Recently I wondered how dependent the definition of euclidean domains is of the co-domain of the norm-function.
To be precise: Let's define a semi-euclidean domain as a domain $R$ together with a norm $\delta : R \rightarrow \alpha$ for an ordinal $\alpha$ (or even the class of all ordinals) such that for $f,g \in R\ \exists\ q,r\in R$ such that $f=qg+r$ and $\delta(r)<\delta(g)$.
With the same argument as for euclidean domains semi-euclidean domains are principal-ideal-domains. Are there any semi-euclidean-domains which are not euclidean?
Thanks for your ideas,
Takirion
Edit: As the image of $\delta$ is well ordered (and as such isomorphic to an ordinal) we can assume that $\delta$ is surjective.
Here is an idea that didn't work: $\mathbb{R}^{\alpha}$, the "Polynomial Ring" indexed by an limit ordinal $\alpha$ with $\delta (f)=\deg(f)$, because if $\omega_1\in \alpha$ we can't divide $x^{\omega_1}$ by $x^2$.

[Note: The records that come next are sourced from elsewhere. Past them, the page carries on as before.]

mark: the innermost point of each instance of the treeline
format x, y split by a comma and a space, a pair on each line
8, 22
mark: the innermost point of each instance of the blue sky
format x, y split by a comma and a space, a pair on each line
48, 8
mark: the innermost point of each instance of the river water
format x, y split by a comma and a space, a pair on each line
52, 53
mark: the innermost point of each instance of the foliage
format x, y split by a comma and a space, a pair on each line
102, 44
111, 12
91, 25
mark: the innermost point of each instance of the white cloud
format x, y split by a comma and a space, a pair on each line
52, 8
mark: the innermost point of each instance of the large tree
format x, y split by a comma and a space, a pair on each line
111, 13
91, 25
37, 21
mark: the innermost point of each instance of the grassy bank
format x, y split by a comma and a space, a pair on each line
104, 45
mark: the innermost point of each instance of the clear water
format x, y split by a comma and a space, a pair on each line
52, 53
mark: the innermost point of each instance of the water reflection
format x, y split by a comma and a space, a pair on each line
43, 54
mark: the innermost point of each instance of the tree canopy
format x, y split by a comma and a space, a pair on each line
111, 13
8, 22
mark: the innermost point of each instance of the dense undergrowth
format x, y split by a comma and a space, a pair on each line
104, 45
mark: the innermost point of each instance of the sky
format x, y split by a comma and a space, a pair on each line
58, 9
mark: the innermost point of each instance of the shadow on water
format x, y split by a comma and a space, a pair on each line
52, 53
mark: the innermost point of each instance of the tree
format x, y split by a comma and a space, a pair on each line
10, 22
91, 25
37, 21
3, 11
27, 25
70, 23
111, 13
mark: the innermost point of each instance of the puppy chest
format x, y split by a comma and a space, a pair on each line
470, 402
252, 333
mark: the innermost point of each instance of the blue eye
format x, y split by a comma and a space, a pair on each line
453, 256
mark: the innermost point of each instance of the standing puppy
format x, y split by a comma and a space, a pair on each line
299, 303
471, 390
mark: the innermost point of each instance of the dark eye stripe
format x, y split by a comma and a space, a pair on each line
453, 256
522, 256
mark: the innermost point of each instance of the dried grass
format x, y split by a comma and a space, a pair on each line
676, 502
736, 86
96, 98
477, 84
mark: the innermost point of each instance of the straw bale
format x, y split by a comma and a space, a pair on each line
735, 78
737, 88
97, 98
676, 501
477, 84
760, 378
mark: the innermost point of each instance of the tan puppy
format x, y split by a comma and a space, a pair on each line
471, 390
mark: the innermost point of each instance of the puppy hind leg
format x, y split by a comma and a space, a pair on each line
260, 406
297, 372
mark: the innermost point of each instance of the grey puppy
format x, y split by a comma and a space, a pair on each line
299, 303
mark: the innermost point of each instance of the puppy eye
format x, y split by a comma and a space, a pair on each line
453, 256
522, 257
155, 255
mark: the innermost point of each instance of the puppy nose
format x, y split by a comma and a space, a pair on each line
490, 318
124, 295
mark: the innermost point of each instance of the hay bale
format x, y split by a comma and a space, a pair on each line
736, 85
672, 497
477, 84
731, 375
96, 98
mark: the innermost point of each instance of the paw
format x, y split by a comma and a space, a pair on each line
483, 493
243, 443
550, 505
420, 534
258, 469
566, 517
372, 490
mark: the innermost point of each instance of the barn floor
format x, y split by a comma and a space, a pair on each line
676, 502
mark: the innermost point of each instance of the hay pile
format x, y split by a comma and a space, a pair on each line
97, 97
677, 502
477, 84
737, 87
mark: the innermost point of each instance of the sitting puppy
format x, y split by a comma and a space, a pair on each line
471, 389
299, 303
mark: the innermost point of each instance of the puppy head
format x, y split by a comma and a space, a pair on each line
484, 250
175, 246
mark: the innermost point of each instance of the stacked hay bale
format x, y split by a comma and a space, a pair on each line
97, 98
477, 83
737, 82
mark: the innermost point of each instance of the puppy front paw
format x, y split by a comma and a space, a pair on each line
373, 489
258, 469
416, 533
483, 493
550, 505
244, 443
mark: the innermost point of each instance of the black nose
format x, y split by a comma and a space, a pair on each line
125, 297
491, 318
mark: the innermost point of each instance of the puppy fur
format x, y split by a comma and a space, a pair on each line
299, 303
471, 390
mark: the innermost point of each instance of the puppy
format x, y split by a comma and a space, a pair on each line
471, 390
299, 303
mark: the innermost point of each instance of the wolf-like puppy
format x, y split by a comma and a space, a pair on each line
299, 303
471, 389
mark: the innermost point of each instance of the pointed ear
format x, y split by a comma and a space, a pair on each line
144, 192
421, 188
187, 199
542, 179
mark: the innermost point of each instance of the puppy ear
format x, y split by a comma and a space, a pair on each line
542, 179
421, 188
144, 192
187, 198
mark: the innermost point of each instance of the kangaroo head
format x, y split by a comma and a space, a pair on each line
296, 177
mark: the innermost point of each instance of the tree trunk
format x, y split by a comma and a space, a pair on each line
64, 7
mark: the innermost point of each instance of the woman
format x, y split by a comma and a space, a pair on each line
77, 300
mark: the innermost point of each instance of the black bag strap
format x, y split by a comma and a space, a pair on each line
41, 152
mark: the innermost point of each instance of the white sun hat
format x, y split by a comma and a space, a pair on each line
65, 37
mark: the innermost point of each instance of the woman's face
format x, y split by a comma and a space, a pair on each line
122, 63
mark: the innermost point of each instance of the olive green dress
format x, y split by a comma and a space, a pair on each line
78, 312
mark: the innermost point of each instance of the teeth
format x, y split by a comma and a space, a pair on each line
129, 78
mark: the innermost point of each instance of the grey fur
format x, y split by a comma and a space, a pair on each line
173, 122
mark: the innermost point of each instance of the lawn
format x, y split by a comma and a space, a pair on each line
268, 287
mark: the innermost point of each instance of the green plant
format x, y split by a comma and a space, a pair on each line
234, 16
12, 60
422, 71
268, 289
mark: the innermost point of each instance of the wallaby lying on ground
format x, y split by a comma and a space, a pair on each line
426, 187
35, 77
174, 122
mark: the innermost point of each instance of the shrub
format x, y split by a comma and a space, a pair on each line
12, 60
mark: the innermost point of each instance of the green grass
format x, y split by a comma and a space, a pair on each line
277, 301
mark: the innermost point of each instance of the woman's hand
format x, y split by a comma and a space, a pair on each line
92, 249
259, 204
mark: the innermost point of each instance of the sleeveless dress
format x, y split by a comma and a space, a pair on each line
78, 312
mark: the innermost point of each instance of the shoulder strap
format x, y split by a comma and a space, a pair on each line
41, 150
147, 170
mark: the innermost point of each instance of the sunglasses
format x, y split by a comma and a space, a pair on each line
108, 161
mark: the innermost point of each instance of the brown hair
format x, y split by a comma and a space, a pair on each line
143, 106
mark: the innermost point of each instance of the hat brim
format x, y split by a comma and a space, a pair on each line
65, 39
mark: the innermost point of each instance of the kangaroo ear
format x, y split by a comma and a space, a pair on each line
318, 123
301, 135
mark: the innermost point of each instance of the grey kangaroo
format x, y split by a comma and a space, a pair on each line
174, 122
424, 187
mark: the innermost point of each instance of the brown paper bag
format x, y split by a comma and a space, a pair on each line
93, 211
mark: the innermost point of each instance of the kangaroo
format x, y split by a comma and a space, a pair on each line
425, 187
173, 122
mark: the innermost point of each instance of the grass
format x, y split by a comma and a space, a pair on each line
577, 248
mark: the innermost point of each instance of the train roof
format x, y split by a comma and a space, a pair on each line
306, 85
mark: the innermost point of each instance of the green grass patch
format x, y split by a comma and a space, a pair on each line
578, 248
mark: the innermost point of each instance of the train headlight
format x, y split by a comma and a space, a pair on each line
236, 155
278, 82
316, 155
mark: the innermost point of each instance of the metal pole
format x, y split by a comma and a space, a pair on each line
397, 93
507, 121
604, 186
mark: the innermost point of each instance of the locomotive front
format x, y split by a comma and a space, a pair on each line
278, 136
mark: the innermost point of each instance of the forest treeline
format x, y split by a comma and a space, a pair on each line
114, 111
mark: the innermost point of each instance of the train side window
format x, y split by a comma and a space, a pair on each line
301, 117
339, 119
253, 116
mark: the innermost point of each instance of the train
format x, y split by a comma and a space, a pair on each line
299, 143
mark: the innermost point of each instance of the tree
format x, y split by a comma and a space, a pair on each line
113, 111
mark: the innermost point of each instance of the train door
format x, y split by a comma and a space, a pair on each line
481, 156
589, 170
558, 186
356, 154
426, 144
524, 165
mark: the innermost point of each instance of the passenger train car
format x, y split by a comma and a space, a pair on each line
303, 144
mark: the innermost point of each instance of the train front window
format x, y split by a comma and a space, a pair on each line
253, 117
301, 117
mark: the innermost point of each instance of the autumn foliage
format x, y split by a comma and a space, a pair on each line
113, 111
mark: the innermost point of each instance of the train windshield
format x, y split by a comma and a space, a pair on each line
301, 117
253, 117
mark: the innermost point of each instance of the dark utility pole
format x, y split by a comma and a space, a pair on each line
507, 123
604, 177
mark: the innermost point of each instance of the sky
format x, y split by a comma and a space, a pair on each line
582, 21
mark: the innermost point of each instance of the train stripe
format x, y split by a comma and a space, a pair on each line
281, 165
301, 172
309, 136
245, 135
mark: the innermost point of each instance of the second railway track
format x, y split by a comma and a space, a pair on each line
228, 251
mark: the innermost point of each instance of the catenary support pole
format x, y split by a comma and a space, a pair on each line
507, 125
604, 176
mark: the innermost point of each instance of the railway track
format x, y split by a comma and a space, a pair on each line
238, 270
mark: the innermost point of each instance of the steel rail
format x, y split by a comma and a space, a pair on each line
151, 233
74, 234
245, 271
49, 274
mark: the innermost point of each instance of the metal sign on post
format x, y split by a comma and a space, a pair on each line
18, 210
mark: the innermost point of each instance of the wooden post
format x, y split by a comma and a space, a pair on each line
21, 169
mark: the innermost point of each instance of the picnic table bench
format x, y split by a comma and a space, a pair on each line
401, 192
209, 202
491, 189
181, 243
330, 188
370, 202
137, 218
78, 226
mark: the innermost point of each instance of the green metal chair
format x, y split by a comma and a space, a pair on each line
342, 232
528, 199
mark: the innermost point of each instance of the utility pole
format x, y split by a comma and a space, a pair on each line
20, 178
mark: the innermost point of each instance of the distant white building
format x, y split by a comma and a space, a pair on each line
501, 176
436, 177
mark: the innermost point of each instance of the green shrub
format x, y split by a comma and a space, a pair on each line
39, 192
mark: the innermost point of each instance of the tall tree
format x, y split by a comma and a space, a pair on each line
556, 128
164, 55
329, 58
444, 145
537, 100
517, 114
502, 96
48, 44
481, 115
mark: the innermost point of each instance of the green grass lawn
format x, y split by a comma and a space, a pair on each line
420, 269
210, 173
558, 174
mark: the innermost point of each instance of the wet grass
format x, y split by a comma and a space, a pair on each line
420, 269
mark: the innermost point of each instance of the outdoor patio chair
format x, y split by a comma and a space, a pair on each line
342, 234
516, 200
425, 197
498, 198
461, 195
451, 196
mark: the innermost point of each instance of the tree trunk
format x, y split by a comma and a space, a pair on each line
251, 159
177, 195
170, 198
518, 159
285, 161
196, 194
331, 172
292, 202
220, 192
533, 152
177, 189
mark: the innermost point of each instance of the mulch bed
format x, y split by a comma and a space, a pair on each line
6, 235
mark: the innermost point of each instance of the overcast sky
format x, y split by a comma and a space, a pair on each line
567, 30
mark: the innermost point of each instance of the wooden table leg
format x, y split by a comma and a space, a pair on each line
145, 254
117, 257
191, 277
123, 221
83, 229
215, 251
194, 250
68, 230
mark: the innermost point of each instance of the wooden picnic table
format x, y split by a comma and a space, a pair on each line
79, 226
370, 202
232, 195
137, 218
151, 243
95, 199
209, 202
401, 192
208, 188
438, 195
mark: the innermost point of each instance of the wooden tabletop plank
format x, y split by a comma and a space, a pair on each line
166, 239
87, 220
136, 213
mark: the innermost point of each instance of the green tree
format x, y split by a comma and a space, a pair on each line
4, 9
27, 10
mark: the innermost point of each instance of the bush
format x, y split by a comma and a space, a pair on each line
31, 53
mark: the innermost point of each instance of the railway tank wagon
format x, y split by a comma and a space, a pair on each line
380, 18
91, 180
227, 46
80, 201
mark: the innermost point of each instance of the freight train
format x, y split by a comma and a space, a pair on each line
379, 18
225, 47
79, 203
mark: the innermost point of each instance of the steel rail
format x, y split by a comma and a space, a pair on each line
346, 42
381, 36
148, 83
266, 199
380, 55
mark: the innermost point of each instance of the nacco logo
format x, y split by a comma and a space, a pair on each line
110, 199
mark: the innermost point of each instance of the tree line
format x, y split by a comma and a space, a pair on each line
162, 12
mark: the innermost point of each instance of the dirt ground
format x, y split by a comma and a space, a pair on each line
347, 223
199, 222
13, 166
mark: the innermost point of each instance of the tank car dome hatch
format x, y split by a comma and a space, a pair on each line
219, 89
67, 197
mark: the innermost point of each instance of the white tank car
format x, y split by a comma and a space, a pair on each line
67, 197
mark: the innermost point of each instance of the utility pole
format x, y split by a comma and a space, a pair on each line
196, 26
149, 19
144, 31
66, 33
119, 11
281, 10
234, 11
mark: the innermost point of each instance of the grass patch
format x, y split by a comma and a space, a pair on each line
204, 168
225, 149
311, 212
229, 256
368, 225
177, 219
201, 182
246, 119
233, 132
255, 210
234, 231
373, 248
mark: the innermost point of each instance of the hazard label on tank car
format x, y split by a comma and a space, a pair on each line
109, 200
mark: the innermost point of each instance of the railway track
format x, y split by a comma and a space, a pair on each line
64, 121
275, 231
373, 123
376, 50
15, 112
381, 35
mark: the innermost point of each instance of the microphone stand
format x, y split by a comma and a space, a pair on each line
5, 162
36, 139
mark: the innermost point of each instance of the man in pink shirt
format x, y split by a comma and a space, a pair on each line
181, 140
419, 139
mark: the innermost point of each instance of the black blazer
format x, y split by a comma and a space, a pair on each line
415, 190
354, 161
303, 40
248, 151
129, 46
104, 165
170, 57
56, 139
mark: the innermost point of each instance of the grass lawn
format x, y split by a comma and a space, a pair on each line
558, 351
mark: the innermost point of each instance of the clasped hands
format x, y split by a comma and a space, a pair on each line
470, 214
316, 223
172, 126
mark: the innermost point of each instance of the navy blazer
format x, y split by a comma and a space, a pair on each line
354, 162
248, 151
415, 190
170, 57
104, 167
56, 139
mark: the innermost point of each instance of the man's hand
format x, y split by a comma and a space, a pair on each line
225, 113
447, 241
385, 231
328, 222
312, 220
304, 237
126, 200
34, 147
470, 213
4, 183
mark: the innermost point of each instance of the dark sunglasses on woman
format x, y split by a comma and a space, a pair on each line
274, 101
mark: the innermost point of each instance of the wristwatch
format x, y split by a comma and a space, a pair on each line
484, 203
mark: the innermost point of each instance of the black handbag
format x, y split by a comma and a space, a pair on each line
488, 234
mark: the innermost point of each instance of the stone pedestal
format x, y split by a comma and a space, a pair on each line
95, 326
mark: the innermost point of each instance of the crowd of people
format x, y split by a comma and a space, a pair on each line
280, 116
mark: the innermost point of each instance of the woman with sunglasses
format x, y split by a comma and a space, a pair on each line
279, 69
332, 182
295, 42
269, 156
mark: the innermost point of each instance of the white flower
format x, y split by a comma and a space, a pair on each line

Edit 2: Using Zorn's Lemma we can find a minimal norm in terms of the partial ordering $f\leq g \iff f(a)\leq g(a)\forall a\in R$ for two norms f and g. To show this let $(A, \leq)$ the partial ordered Set of all norms from $R$ in an ordinal $\alpha$ (note that to use Zorns Lemma here \alpha has to be an ordinal and can't be be class of all ordinals). Let $f_1\geq f_2\geq f_3\geq ...$ be a chain in $A$. Set $f(a)=min\lbrace f_n (a)|n\in \mathbb{N}\rbrace$. It's easy to see, that f is a norm on R and by definition it is a lower bound for all the $f_n$. So by Zorn's Lemma we find a minimal Element $\delta^*\in A.\square$
As $\delta^*$ is minimal obviously $\delta^*$ is surjective on an initialsegment of $\alpha$ (so we just assume it is surjective on $\alpha$). If $\alpha \leq \omega$ $R$ is euclidean and we are done. If not we find $x\in R$ with $\delta^*(x)=\omega$. But as $\delta^*$ is minimal this means, that for each $n\in \mathbb{N}$ we find $y\in R$ such that $y=q*x+r \implies \delta^*(r)>n$. At the moment i hope that it either will be possible to show that such a $x$ can't exist, or that this property of some elements gives hints on where to look for semi-euclidean but not euclidean rings.
I found another interesting thing: Given that there is any euclidean function on the ring, we can construct $the$ minimal norm explicitely by transfinite induction. We define $\delta^{-1}(-\infty)=0$ and $\delta^{-1}(\alpha)=\lbrace x\in R\vert\forall y\in R \exists q,r\in R:y=q*x+r, \delta(r)<\alpha \rbrace$ for every ordinal $\alpha$. If we have any euclidean function $\mu$ we see immediately that every $x\in R$ gets assigned a value $\delta(x)<\mu(x)$ which shows both, that $\delta$ is defined on all elements of $R$ and that it is minimal. That it is indeed an euclidean function follows directly from the definition. By all the stuff above getting assigned a limit-ordinal is a property which belongs to an element and is essentialy independent of the euclidean function. So I guess if there is a semiceulclidean not euclidean ring those elements will be interesting objects to be studied.
These 'semi-Euclidean domains' have been studied and are often called (transfinite) Euclidean Domains. Motzkin was the first to realize that the co-domain of the norm-function need only be a well ordered set (see Motzkin's paper: 'The Euclidean Algorithm') and since then many authors have looked at the similarities between the classical definition of Euclidean domains and the extended definition. (For an introduction into these types of objects see Lenstra's "Lectures on euclidean rings" here: https://www.math.leidenuniv.nl/~hwl/PUBLICATIONS/pub.html)
As for your question: "Are there any semi-euclidean domains which are not euclidean?" the answer is yes, there are transfinite Euclidean domains whose co-domain is an ordinal larger than $\omega$. Masayoshi Nagata and Jean-Jacques Hiblot independently found rings with a co-domain of $\omega^2$ (see Nagata's paper "On Euclid algorithm" or Hiblot's paper "Des anneaux euclidiens dont le plus petit algorithme n’est pas a valeurs finies"). More recently, in work done by Conidis, Nielsen and Tombs, rings were constructed to have an arbitrary indecomposable ordinal as the co-domain (see Conidis, Nielsen and Tombs' paper "Transfinitely valued Euclidean domains have arbitrary indecomposable order type").